Iran’s approach today is reminiscent of the atmosphere which prevailed during the Iran-Iraq war. It reveals that the Iranian Revolutionary Guards have not learned much from their experience over the decades, including that during and after the war with Iraq, up until the Operation True Promise which it carried out this year.
Despite the failure of their response against Israel, the Revolutionary Guards believe that more can achieve what little has failed to achieve. The Iranian Revolutionary Guards as a military institution has not learned from its past experience. It should have learned in particular that more is not necessarily better, and that innovation and reconsideration of military combat tactics are usually the way to go.
Against the wishes of the Iranian military commanders who had been trained in Western military schools, the IRGC chose in 1986 to continue the pattern of launching more attacks and relying on additional forces against Iraqi army defences which were protecting the city of Basra. The Iraqi army had just begun to recover from the catastrophic occupation of the city of Al-Faw, south of Basra, and had prepared more efficient plans to repel Iranian attacks on the most important sector of military operations, east of Basra. The Christmas 1986 attack on Umm al-Rasas Island began with a large force of Revolutionary Guards, volunteers and some Iranian army troops, under the name Karbala-4.
The Iraqis responded shortly after, retaking the island and killing and wounding more than a quarter of the attacking forces. The Guards insisted on attacking again two weeks later as Operation Karbala-5 targeted a narrow strip in the eastern Basra sector. Instead of realising the danger of engaging 150-200 thousand fighters from the Guards, Basij and the army into a narrow strip at Fish Lake, Kushk al-Basri, Jasim River and Shalamcheh, the Guards chose to attack with more and more forces on a front not exceeding ten kilometres. Against Iranian assailants, the Iraqis directed the muzzles of 3000 field guns, tube launchers and heavy mortars, in addition to combat aircraft from fighter jets and helicopters.
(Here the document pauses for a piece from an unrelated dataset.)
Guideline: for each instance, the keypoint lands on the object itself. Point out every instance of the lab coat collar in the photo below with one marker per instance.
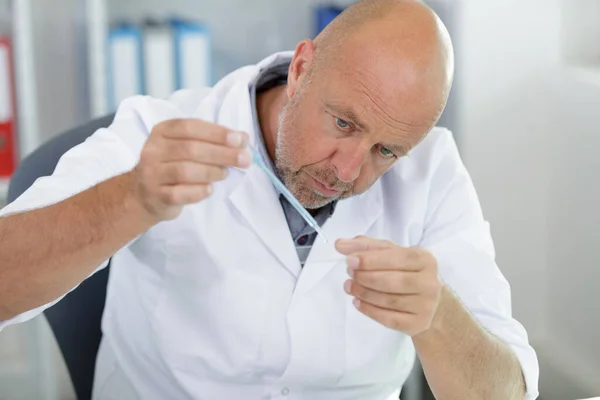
(353, 217)
(258, 201)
Considering the magnitude of Iranian losses, the Iraqis found no better name for the battle that extended from early January 1987 to late February than “the Great Harvest.”
Forty thousand Iranians were killed and more than 80,000 were wounded, a total loss exceeding half of the attacking forces. Senior commanders in the Pasdaran (Guards) were killed, the most important of whom was the commander of the attacking division, Hossein Kharrazi. The “Great Harvest” of 1987 was the beginning of the end of the Iran-Iraq War.
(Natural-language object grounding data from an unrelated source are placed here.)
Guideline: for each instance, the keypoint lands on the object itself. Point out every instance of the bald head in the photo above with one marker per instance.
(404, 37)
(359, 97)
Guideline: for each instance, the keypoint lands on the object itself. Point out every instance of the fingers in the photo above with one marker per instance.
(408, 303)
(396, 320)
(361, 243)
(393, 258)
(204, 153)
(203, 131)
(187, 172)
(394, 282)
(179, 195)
The fatal flaw of the Iranian offensive was the tactic of mobilising more and more forces in the war, without the slightest consideration for the risk of overcrowding the battlefield and exposing Iranian forces to the danger of heavy losses.
The Iranian army, which also suffered a high toll in Karbala-5, realised that the war was over and it was just a matter of time.
The Iranians found a more pragmatic and competent commander than Khomeini’s then-representative in the Supreme Defence Council, President Hojjat al-Islam Ali Khamenei. The-then Iranian Parliament Speaker Ali Akbar Hashemi Rafsanjani became the Supreme Commander of the Iranian Armed Forces, and the war with Iraq ended under his watch.
Khamenei, the first to lead the Iranian Revolutionary Guard Corps since its inception in 1979. But he himself and his fellow commanders in the IRGC still think the same way as they bet on numbers. They believe that the failure in attacking Israel can be overcome by launching more missiles, regardless of the results.
Just as the overcrowding of the battlefield with troops during all the episodes of the Iran-Iraq war led to major setbacks for the Iranian forces, the most dangerous and painful of which was Operation Karbala-5 or “The Greatest Harvest,” Kharrazi’s statements two days ago do not indicate that much has changed since 1987. The human waves have been replaced by missile waves, but the result is the same. An un-innovative military mindset kills wars. The most dangerous aspect of such a mindset is arrogance and the stubborn insistence that numbers can be the solution. One has presumed that Iran must have learned from its bitter experience of the eighties. It seems however that this is not case, and that Tehran is about to repeat its same mistakes all over again.
Haitham El Zobaidi is the Executive Editor of Al Arab Publishing House.